Alors que la première initiative européenne en matière d'environnement vient d'être officiellement enregistrée, la commission des pétitions du parlement européen constate l'intérêt toujours croissant des pétitionnaires pour ce sujet.

Dev. Durable  |    |  Actu-Environnement.com

Outre les droits fondamentaux et la justice, l'environnement représente toujours une thématique majeure dans les travaux de la commission des pétitions du Parlement européen. Cette tendance, déjà observée les années précédentes, se confirme en 2011 puisque la part des nouvelles pétitions consacrées à ce sujet augmente : de 10 % en 2009 on passe à 16 % en 2011.

La gestion des déchets pointée du doigt

Selon le dernier bilan de la commission, les pétitions portent avant tout sur la directive relative à l'évaluation des incidences sur l'environnement (directive EIE) et la consultation du public par rapport à toutes sortes de projets surtout ceux relatifs au traitement des déchets, aux parcs éoliens et aux sites industriels.

Un groupe d'expert commandité par la commission a d'ailleurs mis en évidence des problèmes dans la procédure d'autorisation pour les nouveaux sites de gestion des déchets, la mauvaise gestion des sites existants et les défaillances des systèmes de gestion des déchets, ce qui expliquerait la prédominance de ce sujet dans les pétitions environnementales.

En matière de consultation du public et d'application de la directive EIE, la commission des pétitions constate que les citoyens portent souvent l'affaire devant l'Europe en raison du manque de confiance envers la procédure et la bonne foi des autorités locales. Elle insiste donc sur "le devoir des autorités locales et régionales d'assurer l'indépendance et l'objectivité des évaluations d'incidences, ainsi que l'absence de conflit d'intérêts entre les experts et les promoteurs de projets".
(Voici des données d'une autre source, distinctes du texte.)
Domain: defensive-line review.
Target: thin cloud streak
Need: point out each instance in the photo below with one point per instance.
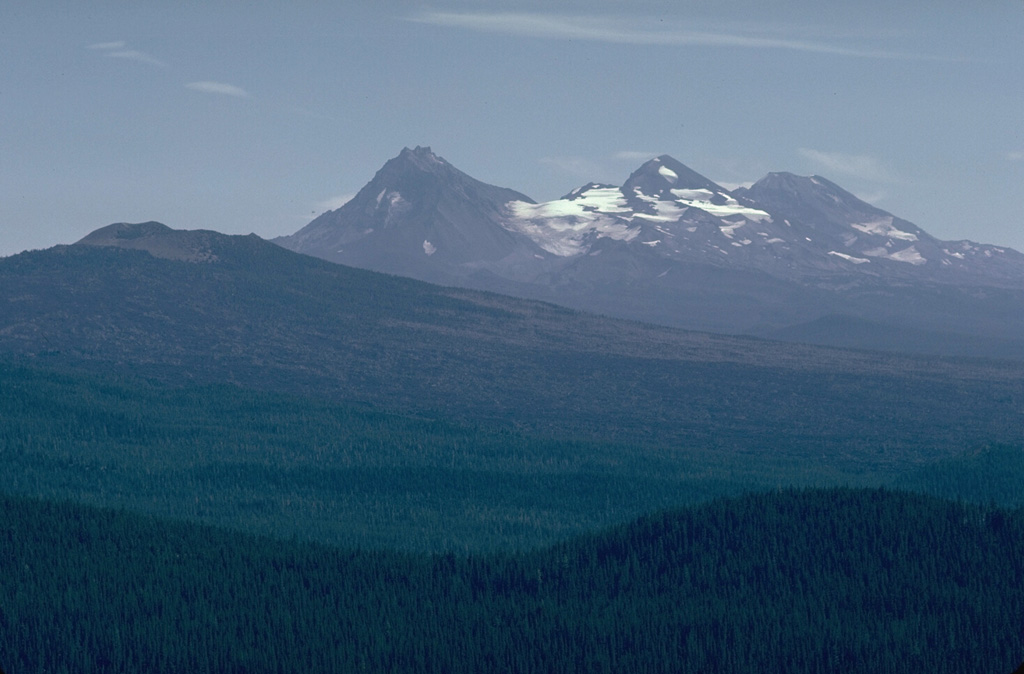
(634, 156)
(609, 30)
(218, 88)
(858, 166)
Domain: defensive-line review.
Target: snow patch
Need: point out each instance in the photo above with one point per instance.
(702, 199)
(671, 175)
(850, 258)
(562, 226)
(884, 227)
(908, 255)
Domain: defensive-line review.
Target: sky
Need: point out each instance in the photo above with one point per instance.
(256, 117)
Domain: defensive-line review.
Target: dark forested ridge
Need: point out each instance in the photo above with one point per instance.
(222, 380)
(266, 319)
(851, 581)
(300, 466)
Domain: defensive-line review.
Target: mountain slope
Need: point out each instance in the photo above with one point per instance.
(672, 247)
(421, 216)
(254, 313)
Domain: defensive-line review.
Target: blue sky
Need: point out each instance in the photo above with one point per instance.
(257, 116)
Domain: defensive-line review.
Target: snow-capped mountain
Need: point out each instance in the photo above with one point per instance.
(420, 217)
(671, 246)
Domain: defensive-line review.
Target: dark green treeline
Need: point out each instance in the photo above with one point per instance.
(811, 581)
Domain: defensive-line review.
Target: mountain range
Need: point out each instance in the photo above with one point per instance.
(790, 257)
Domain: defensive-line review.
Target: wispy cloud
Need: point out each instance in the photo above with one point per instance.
(218, 88)
(614, 30)
(332, 203)
(858, 166)
(634, 156)
(120, 44)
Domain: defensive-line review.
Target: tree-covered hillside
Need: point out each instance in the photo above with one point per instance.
(790, 582)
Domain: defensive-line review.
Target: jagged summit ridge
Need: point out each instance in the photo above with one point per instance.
(419, 206)
(418, 216)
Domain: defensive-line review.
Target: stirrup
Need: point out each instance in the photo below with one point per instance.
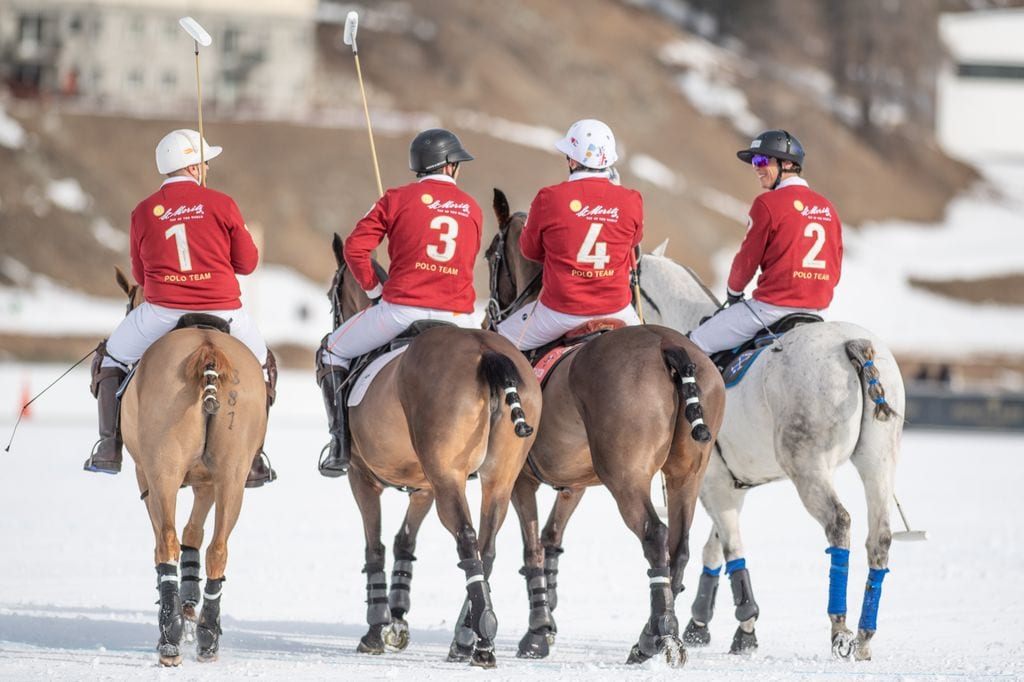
(332, 468)
(103, 466)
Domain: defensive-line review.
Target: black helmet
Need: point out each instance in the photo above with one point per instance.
(774, 143)
(432, 148)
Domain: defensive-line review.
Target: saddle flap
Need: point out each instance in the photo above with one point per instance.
(203, 321)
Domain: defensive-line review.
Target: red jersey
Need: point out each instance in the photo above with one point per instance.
(433, 231)
(187, 243)
(795, 236)
(583, 230)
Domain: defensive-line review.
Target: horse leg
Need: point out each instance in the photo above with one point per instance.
(696, 633)
(723, 502)
(819, 498)
(551, 537)
(368, 498)
(541, 634)
(228, 493)
(161, 504)
(192, 540)
(878, 478)
(477, 614)
(398, 599)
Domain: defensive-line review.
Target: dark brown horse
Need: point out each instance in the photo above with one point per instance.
(432, 417)
(621, 409)
(194, 413)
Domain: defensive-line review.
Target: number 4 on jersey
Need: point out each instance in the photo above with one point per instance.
(592, 251)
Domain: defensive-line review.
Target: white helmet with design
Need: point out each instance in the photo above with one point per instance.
(590, 142)
(179, 148)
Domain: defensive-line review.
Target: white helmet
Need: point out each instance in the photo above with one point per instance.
(179, 148)
(590, 142)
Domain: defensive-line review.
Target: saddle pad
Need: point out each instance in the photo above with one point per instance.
(361, 382)
(738, 367)
(551, 359)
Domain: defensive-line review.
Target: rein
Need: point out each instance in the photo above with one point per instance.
(496, 258)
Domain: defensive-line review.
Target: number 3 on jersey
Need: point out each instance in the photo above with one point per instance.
(592, 251)
(445, 251)
(177, 230)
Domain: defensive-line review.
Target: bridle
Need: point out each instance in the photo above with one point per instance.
(498, 266)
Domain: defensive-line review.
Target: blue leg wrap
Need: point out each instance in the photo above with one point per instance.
(872, 594)
(839, 573)
(734, 565)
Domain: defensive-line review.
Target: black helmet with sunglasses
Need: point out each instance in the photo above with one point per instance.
(774, 143)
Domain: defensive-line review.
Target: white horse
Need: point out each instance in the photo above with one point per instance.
(823, 393)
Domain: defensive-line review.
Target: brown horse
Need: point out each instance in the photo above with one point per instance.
(431, 418)
(621, 409)
(194, 413)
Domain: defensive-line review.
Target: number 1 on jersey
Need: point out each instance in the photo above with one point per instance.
(592, 251)
(177, 230)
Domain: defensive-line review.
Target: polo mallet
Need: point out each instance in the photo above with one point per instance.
(200, 37)
(351, 26)
(908, 535)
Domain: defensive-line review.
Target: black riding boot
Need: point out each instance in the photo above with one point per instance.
(335, 456)
(105, 456)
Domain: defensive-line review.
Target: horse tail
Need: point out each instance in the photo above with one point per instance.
(686, 383)
(861, 354)
(207, 364)
(502, 376)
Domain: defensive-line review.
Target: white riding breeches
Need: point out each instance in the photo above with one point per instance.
(374, 327)
(147, 323)
(535, 325)
(734, 325)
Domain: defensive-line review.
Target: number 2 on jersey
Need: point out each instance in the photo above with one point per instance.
(177, 230)
(592, 251)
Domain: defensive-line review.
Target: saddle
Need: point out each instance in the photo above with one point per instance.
(546, 357)
(734, 363)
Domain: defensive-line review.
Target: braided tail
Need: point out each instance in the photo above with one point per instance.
(208, 364)
(861, 354)
(686, 384)
(503, 378)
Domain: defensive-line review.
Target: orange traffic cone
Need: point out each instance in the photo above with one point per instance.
(25, 411)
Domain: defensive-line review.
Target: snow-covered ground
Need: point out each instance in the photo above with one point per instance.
(77, 584)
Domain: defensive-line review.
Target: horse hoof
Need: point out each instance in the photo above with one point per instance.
(672, 647)
(743, 642)
(459, 652)
(636, 655)
(483, 658)
(843, 644)
(170, 655)
(695, 635)
(536, 645)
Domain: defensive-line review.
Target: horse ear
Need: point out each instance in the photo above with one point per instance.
(122, 280)
(501, 207)
(338, 246)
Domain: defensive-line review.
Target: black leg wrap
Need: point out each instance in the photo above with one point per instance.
(208, 631)
(377, 600)
(189, 577)
(398, 597)
(170, 620)
(551, 555)
(742, 595)
(536, 643)
(482, 617)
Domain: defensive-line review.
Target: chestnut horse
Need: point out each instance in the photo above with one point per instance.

Des citoyens qui s'approprient l'exercice

 
La procédure de la pétition Un citoyen de l'Union peut, individuellement ou en association avec d'autres, soumettre une pétition au Parlement européen sur un sujet relevant d'un domaine de compétence de l'Union européenne. La pétition peut être une demande individuelle, une plainte ou une observation concernant l'application du droit communautaire ou une incitation lancée au Parlement pour qu'il prenne position sur un sujet.
Si la pétition concerne l'un des domaines d'activité de l'UE, elle est d'ordinaire déclarée recevable par la commission des pétitions qui peut, par la suite, inviter la Commission européenne à procéder à une enquête préliminaire et/ou transmettre la pétition à d'autres commissions du Parlement européen pour information. Dans certains cas exceptionnels, la commission peut rédiger et soumettre un rapport complet au Parlement européen ou effectuer une mission d'enquête dans le pays ou la région concernés.
La commission des pétitions peut s'efforcer de coopérer avec les autorités nationales ou locales d'un État membre pour résoudre un problème soulevé par un pétitionnaire. Elle ne peut, cependant, passer outre les décisions prises par les autorités des États membres.
 
La commission des pétitions constate qu'en 2011 le nombre de nouvelles soumissions est en augmentation : 2091 contre 1746 en 2010 et 1924 en 2009. Mais la transformation de ces soumissions en véritables pétitions est moins systématique puisqu'au final seules 1414 pétitions ont été étudiées par la commission. 998 ont ensuite été jugées recevables.

Les Allemands sont les plus actifs dans ce domaine avec 23% des soumissions devant l'Espagne (15% environ) et l'Italie (12% environ) contre 5% pour la France. Les pays visés par ces pétitions sont principalement ceux des pétitionnaires et l'Europe en général.

Une collaboration avec les mécanismes des initiatives citoyennes

En parallèle à la procédure de la pétition (cf encadré), les citoyens peuvent interpeller les autorités européennes via la procédure des initiatives citoyennes entrée en vigueur le 1er avril 2012. Cet instrument, prévu par le traité de Lisbonne, permet aux citoyens de saisir la Commission européenne afin de lui demander de présenter une initiative législative dans un domaine précis. OGM, eau, biodiversité… Les initiatives citoyennes dans le domaine environnemental pourraient être nombreuses.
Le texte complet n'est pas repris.